En revanche, préconisant un transfert encadré de technologies, les dirigeants de l’UE ont rappelé leur opposition à une levée des brevets des vaccins, âprement réclamée par leurs homologue africains, en particulier le président sud-africain Cyril Ramaphosa. La déclaration finale appelle par ailleurs à « des contributions volontaires et ambitieuses » des pays riches, qui peuvent redistribuer aux Africains leurs droits de tirage spéciaux (DTS) — titres convertibles créés par le Fonds monétaire international et alloués à ses Etats membres, qui peuvent les dépenser sans s’endetter.

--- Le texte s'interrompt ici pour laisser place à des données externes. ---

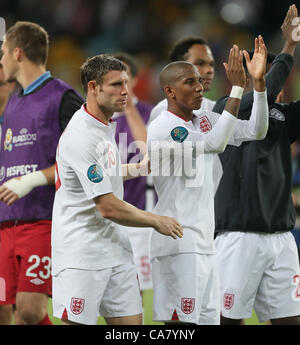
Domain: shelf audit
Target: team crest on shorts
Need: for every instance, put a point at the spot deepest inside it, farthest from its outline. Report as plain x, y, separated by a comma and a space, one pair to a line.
187, 305
205, 125
179, 134
95, 174
77, 305
228, 300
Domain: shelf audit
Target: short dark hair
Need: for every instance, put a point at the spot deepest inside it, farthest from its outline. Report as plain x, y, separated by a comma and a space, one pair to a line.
129, 60
31, 38
95, 68
270, 58
180, 48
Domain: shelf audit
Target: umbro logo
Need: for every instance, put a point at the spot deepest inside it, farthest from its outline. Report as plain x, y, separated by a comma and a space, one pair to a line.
37, 281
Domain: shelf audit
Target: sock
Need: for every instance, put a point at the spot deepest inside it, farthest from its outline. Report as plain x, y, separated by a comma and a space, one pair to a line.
45, 321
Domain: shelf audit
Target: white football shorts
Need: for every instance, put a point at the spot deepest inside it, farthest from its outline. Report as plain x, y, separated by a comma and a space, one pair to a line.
258, 271
140, 242
186, 289
83, 295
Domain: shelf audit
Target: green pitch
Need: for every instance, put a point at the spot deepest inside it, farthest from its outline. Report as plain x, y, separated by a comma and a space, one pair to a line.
148, 295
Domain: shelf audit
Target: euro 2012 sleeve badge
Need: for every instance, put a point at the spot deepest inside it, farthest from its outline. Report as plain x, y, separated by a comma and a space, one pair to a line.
8, 140
95, 174
179, 134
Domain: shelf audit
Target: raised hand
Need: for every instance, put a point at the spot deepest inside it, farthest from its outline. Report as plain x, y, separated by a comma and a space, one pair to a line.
257, 65
290, 27
234, 67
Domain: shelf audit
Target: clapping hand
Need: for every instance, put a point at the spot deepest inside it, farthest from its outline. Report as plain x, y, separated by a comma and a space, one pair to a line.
257, 65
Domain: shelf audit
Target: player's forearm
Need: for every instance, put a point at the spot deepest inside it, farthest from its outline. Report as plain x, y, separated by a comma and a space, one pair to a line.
289, 48
232, 106
23, 185
120, 212
259, 85
257, 125
49, 173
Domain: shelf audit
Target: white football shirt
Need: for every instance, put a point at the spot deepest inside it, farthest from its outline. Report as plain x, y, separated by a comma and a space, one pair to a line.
206, 105
88, 165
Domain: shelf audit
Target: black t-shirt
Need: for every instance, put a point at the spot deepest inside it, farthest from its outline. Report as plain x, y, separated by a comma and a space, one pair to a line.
254, 193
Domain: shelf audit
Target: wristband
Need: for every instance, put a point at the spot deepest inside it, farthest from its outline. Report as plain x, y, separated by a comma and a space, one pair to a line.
26, 183
236, 92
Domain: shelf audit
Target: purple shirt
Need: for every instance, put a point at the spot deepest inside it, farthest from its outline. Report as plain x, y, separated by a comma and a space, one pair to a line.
30, 134
135, 189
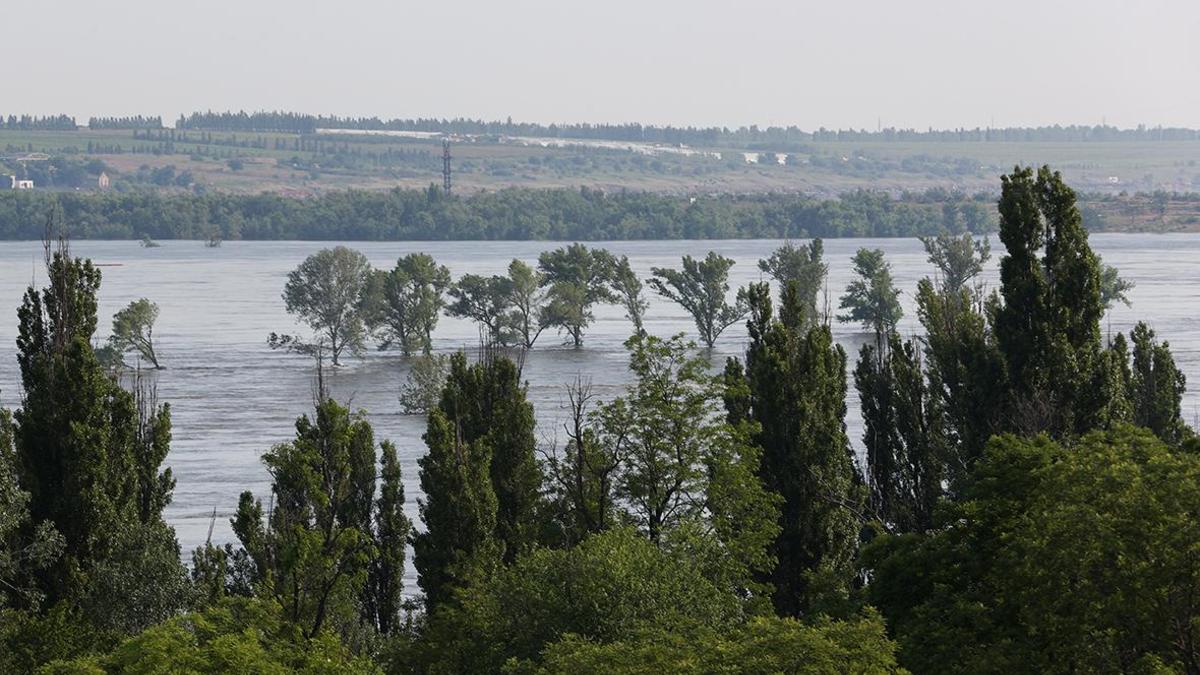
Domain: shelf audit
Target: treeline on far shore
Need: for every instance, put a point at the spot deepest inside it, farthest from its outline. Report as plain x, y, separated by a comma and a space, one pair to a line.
556, 214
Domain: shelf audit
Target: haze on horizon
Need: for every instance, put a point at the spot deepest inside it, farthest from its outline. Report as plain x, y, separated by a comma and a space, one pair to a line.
852, 64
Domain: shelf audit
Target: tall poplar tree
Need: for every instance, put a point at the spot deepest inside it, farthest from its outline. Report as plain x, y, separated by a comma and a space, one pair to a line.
1048, 326
796, 392
89, 455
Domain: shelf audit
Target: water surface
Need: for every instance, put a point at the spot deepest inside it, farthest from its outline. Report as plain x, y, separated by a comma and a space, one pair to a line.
233, 398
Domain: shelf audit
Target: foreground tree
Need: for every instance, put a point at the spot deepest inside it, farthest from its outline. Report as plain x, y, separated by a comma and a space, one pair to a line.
403, 305
1055, 560
871, 299
702, 288
133, 330
329, 554
327, 293
1157, 387
793, 388
904, 435
804, 267
25, 550
958, 258
577, 278
1048, 326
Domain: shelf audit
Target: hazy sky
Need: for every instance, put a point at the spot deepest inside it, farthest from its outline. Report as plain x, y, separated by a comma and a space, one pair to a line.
835, 64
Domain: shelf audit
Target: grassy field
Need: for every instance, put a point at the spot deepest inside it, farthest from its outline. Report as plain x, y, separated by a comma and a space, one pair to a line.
309, 165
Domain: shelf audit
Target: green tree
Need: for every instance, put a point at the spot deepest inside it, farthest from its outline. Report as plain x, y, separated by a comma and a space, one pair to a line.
1048, 324
577, 279
1113, 287
802, 266
486, 402
485, 300
904, 435
327, 293
459, 508
527, 317
237, 635
89, 457
1157, 387
761, 645
702, 288
133, 330
660, 432
793, 387
628, 288
610, 587
1055, 560
871, 299
958, 258
25, 550
403, 305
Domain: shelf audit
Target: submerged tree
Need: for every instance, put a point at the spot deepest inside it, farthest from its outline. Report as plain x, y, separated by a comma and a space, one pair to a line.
871, 299
702, 288
628, 288
958, 258
327, 293
526, 320
577, 278
1114, 288
403, 305
133, 330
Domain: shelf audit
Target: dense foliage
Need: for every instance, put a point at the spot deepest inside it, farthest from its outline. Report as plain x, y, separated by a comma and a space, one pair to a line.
507, 214
1027, 500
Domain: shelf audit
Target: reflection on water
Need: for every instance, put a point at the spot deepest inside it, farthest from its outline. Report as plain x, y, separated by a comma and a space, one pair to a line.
232, 398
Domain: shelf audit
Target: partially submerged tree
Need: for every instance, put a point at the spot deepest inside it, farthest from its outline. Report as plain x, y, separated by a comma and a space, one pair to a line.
485, 300
871, 299
133, 330
327, 293
628, 288
1114, 288
577, 278
402, 306
423, 386
527, 298
958, 258
702, 288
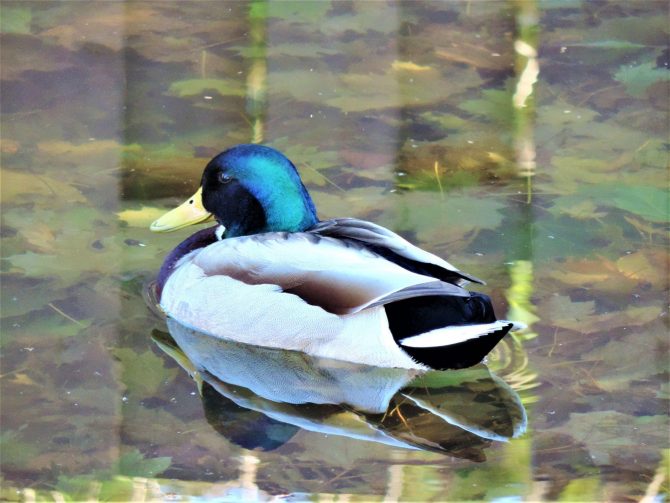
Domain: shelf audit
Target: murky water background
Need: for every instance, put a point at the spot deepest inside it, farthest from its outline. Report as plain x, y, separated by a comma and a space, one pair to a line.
526, 142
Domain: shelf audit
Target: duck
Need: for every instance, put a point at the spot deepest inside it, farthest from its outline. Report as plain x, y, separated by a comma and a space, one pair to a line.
270, 273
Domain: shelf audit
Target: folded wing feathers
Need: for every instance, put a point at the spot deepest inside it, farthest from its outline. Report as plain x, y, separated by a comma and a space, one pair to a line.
377, 236
339, 276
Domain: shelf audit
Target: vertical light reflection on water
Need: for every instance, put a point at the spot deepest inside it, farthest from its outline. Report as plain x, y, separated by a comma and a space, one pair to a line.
257, 76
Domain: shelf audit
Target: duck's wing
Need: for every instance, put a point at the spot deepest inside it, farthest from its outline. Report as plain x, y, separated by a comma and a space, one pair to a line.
394, 248
340, 276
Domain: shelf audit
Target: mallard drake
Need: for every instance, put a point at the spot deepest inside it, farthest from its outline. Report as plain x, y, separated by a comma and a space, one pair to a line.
272, 274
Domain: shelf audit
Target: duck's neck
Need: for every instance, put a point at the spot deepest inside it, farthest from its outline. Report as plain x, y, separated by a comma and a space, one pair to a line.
272, 211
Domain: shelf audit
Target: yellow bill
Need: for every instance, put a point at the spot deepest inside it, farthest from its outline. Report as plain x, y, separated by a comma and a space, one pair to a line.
188, 213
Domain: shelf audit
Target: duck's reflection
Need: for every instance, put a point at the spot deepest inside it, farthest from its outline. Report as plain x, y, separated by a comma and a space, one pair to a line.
260, 397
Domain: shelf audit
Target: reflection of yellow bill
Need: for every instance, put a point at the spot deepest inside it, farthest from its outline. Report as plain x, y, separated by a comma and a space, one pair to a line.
188, 213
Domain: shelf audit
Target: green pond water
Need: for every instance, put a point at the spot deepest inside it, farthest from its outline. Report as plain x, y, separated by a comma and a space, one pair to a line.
526, 142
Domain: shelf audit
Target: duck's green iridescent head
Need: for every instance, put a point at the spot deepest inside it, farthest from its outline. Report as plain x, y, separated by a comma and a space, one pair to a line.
249, 189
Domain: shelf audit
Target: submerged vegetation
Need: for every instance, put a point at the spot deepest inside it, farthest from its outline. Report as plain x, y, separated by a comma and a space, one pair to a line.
415, 120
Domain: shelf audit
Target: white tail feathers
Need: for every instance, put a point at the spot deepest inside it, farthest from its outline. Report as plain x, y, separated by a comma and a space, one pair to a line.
456, 334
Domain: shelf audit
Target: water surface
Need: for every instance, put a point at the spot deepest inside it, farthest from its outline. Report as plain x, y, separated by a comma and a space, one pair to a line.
526, 142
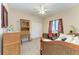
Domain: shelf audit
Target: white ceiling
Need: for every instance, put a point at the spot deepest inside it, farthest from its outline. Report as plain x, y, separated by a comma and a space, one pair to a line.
52, 7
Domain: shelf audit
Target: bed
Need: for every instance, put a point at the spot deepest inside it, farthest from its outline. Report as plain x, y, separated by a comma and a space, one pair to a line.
57, 47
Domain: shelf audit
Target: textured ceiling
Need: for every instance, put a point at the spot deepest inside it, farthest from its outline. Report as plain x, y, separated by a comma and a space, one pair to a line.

Jusqu’ici, les Européens ont collectivement ré-alloué à l’Afrique 13 milliards de dollars de leurs DTS, sur 55 milliards réalloués par les pays riches au niveau mondial, un niveau très en-deçà de l’objectif des 100 milliards réclamés par l’UA. Alors que coups d’État et terrorisme alimentent l’instabilité en Afrique, et au lendemain de l’annonce par Paris et ses alliés de leur retrait du Mali, l’UE s’est également engagée à aider les missions et opérations de paix menées par les forces africaines, en les formant et en renforçant leurs équipements et capacités.

Retrait de Barkhane

La veille, le président sénégalais, président en exercice de l’Union africaine, avait insisté : « L’Afrique est en pleine mutation, elle a beaucoup changé (…) Plus qu’une mise à jour du logiciel, nous proposons d’installer ensemble un nouveau logiciel adapté aux mutations en cours ». Il avait par ailleurs plaidé pour « un nouveau départ ». « Nous devons réinventer la relation », a reconnu le président français Emmanuel Macron. « L’Europe a besoin d’une Afrique stable, sûre et prospère », a estimé pour sa part le président du Conseil européen, Charles Michel, avertissant que « les coups d’État mettent en péril le développement ».

Le sommet s’est tenu quelques heures après l’annonce par la France du retrait de hommes de l’opération militaire Barkhane du territoire malien. Un décision que le président Macky Sall a dit « comprendre », tout en avertissant que « la lutte contre le terrorisme au Sahel ne saurait être la seule affaire des pays africains ».

L’UE va vérifier « d’ici quelques jours » si les conditions et les garanties sont remplies pour le maintien au Mali de ses deux missions de formation militaire (EUTM) et policière (EUCAP), a annonce de son côté le chef de la diplomatie européenne Josep Borrell. L’instabilité du continent africain est également alimentée par « les nouveaux acteurs » chinois et russes « dont les méthodes et les agendas sont très différents des nôtres », a-t-il souligné, évoquant la présence de mercenaires de la société de sécurité privée russe Wagner, au coeur du bras de fer entre Paris et Bamako.